Materials and methods We analysed the results of 78 children examination (156 eyes) at the age from 1,5 to 18 years, of them 11 children-with MPS I type, 38 children- with the MPS II Hunter, 18 – with the MPS III Sanfilippo, 4 patients with IV type and 6 children with the MPS VI Maroteaux-Lamy. The ophthalmic investigation included visometry, IOP measurement ( noncontact air-puff tonometry), biomicroscopy, ophthalmoscopy, retinoscopy, ERG-method.

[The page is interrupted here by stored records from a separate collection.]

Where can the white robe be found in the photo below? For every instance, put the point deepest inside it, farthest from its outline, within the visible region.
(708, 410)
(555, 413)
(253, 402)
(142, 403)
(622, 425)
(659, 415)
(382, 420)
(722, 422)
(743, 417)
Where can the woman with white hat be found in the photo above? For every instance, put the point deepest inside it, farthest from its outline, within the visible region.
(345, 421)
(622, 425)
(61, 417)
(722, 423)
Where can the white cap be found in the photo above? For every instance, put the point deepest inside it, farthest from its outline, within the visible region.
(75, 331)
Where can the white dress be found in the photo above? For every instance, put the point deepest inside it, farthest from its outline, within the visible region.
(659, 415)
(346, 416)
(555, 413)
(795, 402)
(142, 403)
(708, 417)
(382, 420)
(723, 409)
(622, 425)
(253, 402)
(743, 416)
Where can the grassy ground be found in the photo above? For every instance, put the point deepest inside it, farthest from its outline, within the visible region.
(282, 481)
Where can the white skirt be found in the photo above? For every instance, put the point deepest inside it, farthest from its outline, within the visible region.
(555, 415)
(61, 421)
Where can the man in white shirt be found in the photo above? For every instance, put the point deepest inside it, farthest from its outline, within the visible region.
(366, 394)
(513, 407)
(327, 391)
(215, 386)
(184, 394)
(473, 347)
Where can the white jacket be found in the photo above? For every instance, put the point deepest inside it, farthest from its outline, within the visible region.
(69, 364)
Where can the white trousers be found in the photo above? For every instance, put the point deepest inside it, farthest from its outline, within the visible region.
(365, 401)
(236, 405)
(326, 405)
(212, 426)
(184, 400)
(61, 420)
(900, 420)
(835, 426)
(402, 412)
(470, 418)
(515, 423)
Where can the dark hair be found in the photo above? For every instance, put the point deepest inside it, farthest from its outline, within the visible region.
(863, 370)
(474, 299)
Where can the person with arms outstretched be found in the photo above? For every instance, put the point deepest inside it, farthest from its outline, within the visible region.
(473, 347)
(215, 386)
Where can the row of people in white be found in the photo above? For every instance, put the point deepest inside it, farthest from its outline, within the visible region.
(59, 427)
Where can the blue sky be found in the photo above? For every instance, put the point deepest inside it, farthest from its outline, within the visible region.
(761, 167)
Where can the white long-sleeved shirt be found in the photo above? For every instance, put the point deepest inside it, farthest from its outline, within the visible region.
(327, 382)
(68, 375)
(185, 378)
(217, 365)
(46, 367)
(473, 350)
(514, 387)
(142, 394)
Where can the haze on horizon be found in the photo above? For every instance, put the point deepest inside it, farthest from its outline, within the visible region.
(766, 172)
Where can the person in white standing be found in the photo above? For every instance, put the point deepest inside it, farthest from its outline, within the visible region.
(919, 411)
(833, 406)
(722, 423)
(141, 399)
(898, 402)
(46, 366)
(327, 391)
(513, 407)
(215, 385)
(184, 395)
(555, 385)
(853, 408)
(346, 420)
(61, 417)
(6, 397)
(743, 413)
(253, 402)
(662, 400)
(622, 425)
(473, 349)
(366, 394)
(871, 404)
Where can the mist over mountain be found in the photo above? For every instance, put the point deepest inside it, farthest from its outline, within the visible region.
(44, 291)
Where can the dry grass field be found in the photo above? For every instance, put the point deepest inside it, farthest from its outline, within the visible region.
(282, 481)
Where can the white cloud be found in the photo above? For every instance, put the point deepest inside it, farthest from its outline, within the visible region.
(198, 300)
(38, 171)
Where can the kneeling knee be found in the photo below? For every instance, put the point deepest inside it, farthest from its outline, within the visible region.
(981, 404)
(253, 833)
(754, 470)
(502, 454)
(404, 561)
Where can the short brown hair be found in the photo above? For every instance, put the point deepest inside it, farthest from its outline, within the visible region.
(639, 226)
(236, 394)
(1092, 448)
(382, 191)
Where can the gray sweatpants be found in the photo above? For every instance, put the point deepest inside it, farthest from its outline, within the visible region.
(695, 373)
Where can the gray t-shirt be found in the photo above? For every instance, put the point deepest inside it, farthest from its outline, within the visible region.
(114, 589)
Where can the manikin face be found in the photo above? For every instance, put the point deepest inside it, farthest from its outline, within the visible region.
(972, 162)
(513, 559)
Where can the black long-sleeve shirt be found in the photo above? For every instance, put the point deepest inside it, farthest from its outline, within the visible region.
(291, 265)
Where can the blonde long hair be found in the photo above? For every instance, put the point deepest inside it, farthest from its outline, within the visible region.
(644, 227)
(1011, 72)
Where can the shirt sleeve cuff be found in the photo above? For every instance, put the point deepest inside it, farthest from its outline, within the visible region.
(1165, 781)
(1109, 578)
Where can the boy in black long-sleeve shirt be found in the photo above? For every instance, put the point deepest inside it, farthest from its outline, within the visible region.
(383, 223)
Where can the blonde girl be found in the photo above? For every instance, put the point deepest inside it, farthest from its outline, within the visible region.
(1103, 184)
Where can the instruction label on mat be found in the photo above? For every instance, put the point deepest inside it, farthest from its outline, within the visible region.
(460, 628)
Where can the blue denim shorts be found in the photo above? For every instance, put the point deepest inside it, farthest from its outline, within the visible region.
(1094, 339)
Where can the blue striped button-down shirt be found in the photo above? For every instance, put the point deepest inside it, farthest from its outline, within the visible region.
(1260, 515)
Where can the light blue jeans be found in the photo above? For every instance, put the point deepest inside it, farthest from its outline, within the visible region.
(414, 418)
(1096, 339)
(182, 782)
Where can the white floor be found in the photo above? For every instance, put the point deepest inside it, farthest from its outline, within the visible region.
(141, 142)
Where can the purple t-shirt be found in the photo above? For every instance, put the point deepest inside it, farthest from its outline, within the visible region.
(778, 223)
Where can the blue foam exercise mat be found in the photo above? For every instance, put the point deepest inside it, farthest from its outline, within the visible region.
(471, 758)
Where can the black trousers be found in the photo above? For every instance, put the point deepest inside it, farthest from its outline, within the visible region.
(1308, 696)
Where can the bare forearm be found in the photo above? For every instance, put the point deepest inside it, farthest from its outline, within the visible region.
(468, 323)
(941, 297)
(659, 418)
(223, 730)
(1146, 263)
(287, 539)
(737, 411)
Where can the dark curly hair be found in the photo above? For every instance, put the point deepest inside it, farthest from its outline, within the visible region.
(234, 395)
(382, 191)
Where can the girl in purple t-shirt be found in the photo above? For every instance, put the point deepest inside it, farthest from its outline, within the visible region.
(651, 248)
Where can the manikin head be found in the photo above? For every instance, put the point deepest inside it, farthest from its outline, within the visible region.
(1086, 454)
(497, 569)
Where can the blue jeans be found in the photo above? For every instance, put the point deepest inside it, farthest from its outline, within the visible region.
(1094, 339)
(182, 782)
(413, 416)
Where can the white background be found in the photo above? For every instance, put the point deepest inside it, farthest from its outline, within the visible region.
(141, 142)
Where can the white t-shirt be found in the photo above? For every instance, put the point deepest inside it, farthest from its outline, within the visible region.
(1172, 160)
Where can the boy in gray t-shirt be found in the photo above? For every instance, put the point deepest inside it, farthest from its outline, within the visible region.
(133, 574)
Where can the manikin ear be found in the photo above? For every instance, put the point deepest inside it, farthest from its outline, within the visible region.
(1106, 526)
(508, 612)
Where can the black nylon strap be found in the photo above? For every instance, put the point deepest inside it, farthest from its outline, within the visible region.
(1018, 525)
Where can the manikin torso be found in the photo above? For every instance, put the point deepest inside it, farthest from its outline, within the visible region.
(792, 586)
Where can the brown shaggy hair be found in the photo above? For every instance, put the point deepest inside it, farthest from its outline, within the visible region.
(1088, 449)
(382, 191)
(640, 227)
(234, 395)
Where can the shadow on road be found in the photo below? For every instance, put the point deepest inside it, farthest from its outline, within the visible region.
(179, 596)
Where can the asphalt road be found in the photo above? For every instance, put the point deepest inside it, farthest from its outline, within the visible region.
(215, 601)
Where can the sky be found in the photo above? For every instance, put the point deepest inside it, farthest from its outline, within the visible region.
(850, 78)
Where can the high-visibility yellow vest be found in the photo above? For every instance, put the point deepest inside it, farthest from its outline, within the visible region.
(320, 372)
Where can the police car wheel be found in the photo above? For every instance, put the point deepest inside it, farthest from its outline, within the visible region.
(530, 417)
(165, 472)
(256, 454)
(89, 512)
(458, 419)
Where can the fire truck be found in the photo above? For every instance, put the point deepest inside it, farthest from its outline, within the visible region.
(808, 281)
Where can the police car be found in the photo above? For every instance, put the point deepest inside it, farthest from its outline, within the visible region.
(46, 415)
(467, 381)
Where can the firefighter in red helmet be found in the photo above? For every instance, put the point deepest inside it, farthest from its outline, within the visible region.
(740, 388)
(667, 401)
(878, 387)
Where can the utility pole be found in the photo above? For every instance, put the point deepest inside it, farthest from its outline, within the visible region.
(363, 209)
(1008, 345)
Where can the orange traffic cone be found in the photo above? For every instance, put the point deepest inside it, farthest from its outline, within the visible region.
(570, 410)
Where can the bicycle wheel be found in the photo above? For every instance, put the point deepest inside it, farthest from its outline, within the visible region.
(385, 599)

Results 78 patients were identified with a diagnosis of mucopolysaccharidosis. The anomaly was bilateral in 78 children. The ocular management of patients with mucopolysaccharidosis of different forms were conservative because of their intellectual impairment. Vision remained stable in 10 patients. Deterioration in other 68 patients was related to progressive corneal clouding and refraction errors, amblyopia. 3 patient were diagnosed with having intraocular pressure–related optic nerve damage. 5 patients had simptoms of ocular hypertension. Other 70 patients had no previous studies of the incidence of ocular hypertension or glaucoma. Biomicroscopy in 36 children with megalocornea, the cornea diameter reached 13 mm and dilation of conjunctiva vessels and thickening of deep layers of cornea were detected. In 16 patients, marked corneal opacity bullous regeneration was seen. Minor changes in pigmentary epithelium and chorioids were detected 24 patients with scleral defect walls and edges. In 26 children, the retina vessels had dilation, wall thickening, and normal pathway. In 68 cases on retinoscopy, astigmatism was detected, high- degree hypermetropia, high-degree amblyopia. The ERG method indicates in 6 patients disfunction of the retina with normal to severe changes. Conclusion: In MPS I macrocornea, corneal clouding,conjunctiva vessels dilation, retinal dystrophy and increase in intraocular pressure were detected. In the MPS-II megalocornea, cornea opacity localising in the cornea deep layers and stroma thickening were observed.Pigmentary rethinopathy and non-recordable ERG, pappiloedema was diagnosed in 7 patients. Mucopolysaccharidosis III is characterised by hypertelorism and proptosis, no changes in retina. In the MPS-IV corneal deposits like ‘dust’, fundus changes in the form of optic disk oedema and secondary optic atrophy were seen. ERG abnormalities were reported in this type of MPS.